La Ville de Québec entend limiter Airbnb à la résidence principale

Québec a décidé d’encadrer Airbnb et les plateformes d’hébergement du même type avec la loi 67, entrée en vigueur en avril 2016.
Photo: Elena Duvernay Getty Images Québec a décidé d’encadrer Airbnb et les plateformes d’hébergement du même type avec la loi 67, entrée en vigueur en avril 2016.

La Ville de Québec a l’intention de resserrer l’encadrement de l’hébergement offert sur des plateformes comme Airbnb en le permettant sur tout son territoire seulement lorsqu’il s’agit d’une résidence principale et en le limitant à certaines zones lorsqu’il s’agit d’un hébergement commercial.

Le maire de Québec, Régis Labeaume, s’est engagé jeudi à mettre en œuvre les recommandations présentées le jour même par le groupe de travail sur l’hébergement touristique mis sur pied l’an dernier. « Québec doit demeurer attrayante pour les visiteurs tout en continuant d’offrir des milieux de vie de qualité à ses résidents », a-t-il déclaré.

Le groupe de travail propose que l’hébergement touristique « collaboratif » soit autorisé sur tout le territoire de la ville de Québec, à condition que l’utilisateur obtienne une autorisation de la Ville et qu’il puisse prouver que le logement offert correspond à son lieu de résidence principal.

Selon le rapport remis jeudi, toute location de 31 jours et moins offerte sur Airbnb devrait être considérée comme de l’hébergement commercial s’il ne s’agit pas de la résidence principale du locateur. Celui-ci devrait alors se conformer aux obligations légales et fiscales, comme obtenir un permis municipal et une classification provinciale.

À ce sujet, le groupe de travail recommande de « permettre le développement de l’offre d’hébergement touristique commercial dans certaines portions de rues et de secteurs commerciaux, de même qu’autour de certains grands équipements pouvant générer une demande particulière ».

Pour le moment, le moratoire mis en place en septembre dernier par la Ville de Québec sur la délivrance d’attestations de résidences de tourisme demeure en vigueur. Les recommandations ne seront pas mises en application avant la réalisation d’un plan d’action, qui devrait être élaboré cet automne.

Québec ne bouge pas

Le dépôt du rapport du groupe de travail survient au moment où le gouvernement du Québec tarde toujours à resserrer l’encadrement d’Airbnb, comme il avait promis de le faire en août dernier.
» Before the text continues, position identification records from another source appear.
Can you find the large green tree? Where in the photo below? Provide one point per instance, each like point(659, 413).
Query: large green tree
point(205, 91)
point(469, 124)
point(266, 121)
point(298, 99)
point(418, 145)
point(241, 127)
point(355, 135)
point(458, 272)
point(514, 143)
Québec a décidé d’encadrer Airbnb et les plateformes d’hébergement du même type avec la loi 67, entrée en vigueur en avril 2016. Le règlement qui l’accompagne prévoit que toute personne qui loue un logement pour une période de moins d’un mois et « sur une base régulière » doit obtenir une attestation de classification, comme n’importe quel établissement d’hébergement touristique.

Au moment d’annoncer la conclusion d’une entente avec Airbnb pour la perception de la taxe sur l’hébergement le 29 août 2017, la ministre du Tourisme, Julie Boulet, avait indiqué que « tous s’entendent, nous y compris, pour dire qu’il faut faire mieux, qu’il faut faire plus » pour répondre à la croissance de l’hébergement collaboratif.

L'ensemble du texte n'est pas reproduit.